The latest employment data confirm that the U.S. and Canadian economies continue to move in opposite directions. Furthermore, the continued erosion of our manufacturing sector now calls into question the widely held belief that a strengthening U.S. economy will provide its usual lift to our own. Both the BoC and most Canadian economists have built their more optimistic forecasts of late on this fundamental assumption. Instead, we may now increasingly hear talk about the risks of stagflation, a phenomenon where high inflation combines with high unemployment levels and stagnant economic growth. At the very least, the BoC is now expected to significantly lag the U.S. Fed whenever the next round of short-term rate increases eventually materializes.
To be clear, none of these latest developments change my belief that five-year fixed rates are a better option than five-year variable rates for most borrowers in the current environment. That’s because my view is primarily based on the fact that the spread between fixed and variable rates is now about 0.50%, making the small current saving that can be gained by taking a variable rate not worth the risk that it could rise materially higher at some point over the next five years. At a very basic level my thinking can be summed up with a phrase (and truism) that has been passed down from the thirteenth century: “A bird in the hand is worth two in the bush.”
Five-year Government of Canada bond yields fell by eight basis points last week, closing at 1.53% on Friday. Five-year fixed-rate mortgages are available in the 2.79% to 2.99% range and five-year fixed-rate pre-approvals are offered at rates as low as 2.99%.
Five-year variable-rate mortgages are available in the prime minus 0.75% to prime minus 0.60% range, depending on the terms and conditions that are important to you.

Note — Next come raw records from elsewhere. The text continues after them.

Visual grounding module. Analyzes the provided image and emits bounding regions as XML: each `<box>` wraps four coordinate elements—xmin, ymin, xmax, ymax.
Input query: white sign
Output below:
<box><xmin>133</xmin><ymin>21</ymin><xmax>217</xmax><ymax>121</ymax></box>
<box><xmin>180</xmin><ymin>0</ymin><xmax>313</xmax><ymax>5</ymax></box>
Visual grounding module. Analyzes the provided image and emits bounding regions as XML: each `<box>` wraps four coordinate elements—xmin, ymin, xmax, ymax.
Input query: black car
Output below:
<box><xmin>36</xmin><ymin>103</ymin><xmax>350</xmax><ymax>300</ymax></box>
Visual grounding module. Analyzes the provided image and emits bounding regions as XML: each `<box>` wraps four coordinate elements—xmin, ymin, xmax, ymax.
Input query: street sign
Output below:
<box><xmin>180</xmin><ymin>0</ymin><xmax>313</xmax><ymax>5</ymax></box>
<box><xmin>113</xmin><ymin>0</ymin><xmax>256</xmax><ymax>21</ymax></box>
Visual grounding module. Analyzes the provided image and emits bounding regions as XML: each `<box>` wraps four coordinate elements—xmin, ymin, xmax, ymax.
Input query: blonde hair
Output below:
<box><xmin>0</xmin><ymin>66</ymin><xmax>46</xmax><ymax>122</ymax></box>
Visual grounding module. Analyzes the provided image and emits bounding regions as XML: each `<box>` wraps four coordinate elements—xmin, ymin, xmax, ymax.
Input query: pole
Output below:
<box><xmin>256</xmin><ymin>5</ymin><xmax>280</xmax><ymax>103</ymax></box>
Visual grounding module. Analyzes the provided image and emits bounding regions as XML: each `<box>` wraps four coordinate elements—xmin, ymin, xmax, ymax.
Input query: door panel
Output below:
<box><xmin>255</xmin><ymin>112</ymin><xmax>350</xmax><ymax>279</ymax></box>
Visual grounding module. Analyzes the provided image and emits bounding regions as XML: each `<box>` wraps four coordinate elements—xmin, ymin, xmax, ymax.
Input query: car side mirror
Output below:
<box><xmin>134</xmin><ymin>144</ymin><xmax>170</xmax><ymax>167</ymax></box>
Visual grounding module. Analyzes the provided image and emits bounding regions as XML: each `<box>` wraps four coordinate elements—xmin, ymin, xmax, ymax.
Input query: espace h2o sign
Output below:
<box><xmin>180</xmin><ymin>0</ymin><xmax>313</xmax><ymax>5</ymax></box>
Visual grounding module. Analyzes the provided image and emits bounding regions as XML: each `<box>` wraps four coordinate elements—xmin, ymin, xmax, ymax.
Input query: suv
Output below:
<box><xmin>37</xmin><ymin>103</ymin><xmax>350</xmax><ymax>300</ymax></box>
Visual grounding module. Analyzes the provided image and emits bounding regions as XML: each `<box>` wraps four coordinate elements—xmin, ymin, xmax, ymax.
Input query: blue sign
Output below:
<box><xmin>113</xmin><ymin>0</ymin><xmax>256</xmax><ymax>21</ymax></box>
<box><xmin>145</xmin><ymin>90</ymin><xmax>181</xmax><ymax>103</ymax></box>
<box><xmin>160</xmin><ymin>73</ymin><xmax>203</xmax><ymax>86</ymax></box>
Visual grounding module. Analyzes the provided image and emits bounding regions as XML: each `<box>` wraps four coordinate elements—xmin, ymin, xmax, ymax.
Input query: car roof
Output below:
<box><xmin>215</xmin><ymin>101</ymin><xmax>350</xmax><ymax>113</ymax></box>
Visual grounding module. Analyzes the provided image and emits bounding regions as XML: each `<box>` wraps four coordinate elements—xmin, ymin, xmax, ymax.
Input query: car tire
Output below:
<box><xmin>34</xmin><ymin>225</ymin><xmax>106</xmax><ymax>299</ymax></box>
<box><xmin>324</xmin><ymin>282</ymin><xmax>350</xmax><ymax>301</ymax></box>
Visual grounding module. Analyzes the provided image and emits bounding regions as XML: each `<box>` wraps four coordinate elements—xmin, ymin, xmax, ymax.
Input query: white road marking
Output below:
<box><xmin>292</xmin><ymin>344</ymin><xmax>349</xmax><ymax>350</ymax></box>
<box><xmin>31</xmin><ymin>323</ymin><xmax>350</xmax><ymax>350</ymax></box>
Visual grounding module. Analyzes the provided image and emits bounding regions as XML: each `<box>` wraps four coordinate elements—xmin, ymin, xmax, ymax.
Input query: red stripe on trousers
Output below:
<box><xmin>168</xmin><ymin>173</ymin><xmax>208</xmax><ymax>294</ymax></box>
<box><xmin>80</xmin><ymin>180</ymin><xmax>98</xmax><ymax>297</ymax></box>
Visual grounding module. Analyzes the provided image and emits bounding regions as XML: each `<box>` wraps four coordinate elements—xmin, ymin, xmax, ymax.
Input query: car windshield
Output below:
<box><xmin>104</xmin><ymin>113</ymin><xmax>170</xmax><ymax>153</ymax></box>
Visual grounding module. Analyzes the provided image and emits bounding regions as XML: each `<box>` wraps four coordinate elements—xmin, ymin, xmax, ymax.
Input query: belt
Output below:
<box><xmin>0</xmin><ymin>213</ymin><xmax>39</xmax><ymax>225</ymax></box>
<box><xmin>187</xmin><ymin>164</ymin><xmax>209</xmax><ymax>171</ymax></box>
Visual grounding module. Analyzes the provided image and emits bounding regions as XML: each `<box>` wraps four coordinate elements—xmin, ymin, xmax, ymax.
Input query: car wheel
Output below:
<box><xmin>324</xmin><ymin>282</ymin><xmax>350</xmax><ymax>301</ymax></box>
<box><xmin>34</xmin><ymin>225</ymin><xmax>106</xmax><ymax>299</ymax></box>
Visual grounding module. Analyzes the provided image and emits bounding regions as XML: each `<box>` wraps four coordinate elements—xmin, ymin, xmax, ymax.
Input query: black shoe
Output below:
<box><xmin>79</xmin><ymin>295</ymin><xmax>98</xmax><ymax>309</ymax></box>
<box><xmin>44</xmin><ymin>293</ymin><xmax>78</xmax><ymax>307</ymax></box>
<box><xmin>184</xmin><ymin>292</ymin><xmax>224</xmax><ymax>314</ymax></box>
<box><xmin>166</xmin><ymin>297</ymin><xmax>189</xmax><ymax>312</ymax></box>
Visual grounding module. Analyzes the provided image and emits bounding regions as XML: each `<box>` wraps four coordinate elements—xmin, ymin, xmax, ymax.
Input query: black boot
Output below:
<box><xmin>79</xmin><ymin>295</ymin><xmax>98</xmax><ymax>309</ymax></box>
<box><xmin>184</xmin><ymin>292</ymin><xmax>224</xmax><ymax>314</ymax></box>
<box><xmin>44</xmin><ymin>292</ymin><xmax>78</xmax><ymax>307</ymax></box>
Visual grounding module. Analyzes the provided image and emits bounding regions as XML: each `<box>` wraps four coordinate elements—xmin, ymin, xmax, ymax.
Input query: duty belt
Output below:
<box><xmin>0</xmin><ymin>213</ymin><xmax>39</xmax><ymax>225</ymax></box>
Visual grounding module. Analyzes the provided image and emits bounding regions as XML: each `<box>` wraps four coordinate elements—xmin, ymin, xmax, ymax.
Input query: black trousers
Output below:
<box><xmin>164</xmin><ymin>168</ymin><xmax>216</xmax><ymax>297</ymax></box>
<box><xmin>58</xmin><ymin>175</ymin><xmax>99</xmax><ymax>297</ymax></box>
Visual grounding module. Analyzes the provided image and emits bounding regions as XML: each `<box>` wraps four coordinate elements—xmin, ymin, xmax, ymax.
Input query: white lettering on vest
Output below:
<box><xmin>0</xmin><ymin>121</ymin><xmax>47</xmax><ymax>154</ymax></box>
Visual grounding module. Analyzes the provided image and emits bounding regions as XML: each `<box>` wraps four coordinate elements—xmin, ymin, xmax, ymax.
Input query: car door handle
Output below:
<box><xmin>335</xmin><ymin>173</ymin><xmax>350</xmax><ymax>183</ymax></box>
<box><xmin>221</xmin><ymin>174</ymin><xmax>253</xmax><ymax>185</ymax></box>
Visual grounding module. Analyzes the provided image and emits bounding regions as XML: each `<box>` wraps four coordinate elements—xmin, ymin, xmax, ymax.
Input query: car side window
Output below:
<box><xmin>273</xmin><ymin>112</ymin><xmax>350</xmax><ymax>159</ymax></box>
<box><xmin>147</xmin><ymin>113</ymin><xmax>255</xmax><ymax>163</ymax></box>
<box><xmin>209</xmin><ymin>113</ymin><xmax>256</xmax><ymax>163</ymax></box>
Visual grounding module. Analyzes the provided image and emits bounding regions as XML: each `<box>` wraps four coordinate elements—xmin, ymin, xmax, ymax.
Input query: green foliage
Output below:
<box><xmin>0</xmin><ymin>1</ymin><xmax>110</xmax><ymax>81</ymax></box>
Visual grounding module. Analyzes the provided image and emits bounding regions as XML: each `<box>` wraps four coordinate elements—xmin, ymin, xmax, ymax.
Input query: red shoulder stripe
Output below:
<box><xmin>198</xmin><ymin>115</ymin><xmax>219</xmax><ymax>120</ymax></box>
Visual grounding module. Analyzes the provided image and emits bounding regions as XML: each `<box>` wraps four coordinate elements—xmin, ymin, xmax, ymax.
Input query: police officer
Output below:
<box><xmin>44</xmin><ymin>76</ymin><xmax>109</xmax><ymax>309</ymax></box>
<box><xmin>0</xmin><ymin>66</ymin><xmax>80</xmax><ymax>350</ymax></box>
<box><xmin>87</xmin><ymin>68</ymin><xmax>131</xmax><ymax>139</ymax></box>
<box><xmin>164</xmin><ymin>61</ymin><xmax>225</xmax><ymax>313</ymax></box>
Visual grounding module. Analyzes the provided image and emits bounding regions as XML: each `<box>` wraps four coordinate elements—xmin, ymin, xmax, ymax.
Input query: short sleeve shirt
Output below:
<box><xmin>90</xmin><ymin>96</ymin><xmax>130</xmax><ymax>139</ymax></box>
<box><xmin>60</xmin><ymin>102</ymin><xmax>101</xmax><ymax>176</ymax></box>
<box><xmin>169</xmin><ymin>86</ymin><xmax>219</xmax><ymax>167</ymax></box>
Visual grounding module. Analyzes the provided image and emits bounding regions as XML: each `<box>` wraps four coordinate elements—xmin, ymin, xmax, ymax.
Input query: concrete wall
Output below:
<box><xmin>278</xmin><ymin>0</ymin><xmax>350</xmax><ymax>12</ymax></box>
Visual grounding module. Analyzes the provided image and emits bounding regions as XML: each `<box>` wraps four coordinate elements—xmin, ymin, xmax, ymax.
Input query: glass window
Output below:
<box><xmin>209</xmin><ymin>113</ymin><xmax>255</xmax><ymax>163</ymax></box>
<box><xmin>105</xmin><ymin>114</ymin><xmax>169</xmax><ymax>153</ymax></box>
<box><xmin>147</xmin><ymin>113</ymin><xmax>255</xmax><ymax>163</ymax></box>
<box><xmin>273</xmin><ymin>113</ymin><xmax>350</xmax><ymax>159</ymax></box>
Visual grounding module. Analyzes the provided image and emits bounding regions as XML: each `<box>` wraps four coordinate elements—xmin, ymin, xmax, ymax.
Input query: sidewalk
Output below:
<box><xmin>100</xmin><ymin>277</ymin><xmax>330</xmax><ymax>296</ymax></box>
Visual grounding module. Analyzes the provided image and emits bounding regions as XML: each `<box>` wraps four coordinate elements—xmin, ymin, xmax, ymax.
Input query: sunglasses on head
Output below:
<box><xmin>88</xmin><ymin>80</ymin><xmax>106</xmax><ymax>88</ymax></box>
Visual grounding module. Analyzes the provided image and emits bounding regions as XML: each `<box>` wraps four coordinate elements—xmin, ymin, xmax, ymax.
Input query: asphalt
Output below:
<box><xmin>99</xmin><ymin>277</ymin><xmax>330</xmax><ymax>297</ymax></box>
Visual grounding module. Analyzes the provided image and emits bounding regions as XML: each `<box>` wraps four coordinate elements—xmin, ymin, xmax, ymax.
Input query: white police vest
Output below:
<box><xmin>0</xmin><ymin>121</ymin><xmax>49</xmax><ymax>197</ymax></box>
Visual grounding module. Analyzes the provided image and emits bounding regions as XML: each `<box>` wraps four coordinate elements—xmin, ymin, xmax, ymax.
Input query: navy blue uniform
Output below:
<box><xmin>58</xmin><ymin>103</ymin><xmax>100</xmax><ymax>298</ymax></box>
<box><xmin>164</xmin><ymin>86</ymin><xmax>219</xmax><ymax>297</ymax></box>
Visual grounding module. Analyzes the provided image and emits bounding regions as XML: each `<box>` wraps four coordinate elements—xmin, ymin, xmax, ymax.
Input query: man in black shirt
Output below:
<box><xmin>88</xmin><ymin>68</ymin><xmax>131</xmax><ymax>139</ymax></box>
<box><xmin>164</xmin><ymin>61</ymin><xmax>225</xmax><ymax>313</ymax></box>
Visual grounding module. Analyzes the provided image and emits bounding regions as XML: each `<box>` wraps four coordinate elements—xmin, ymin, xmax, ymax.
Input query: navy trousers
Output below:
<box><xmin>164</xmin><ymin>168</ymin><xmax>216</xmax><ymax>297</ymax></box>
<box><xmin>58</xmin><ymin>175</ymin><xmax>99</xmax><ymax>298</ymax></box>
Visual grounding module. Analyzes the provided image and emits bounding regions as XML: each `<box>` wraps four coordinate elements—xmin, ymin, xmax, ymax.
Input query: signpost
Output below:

The Bottom Line: I continue to recommend five-year fixed rates over five-year variable rates for most borrowers in the current environment. This view is not based on the belief that our variable rates are headed higher any time soon, but rather on my estimation that on balance, the small added cost of locking in a fixed rate is more compelling than the risk/reward trade off that is inherent in any variable-rate option.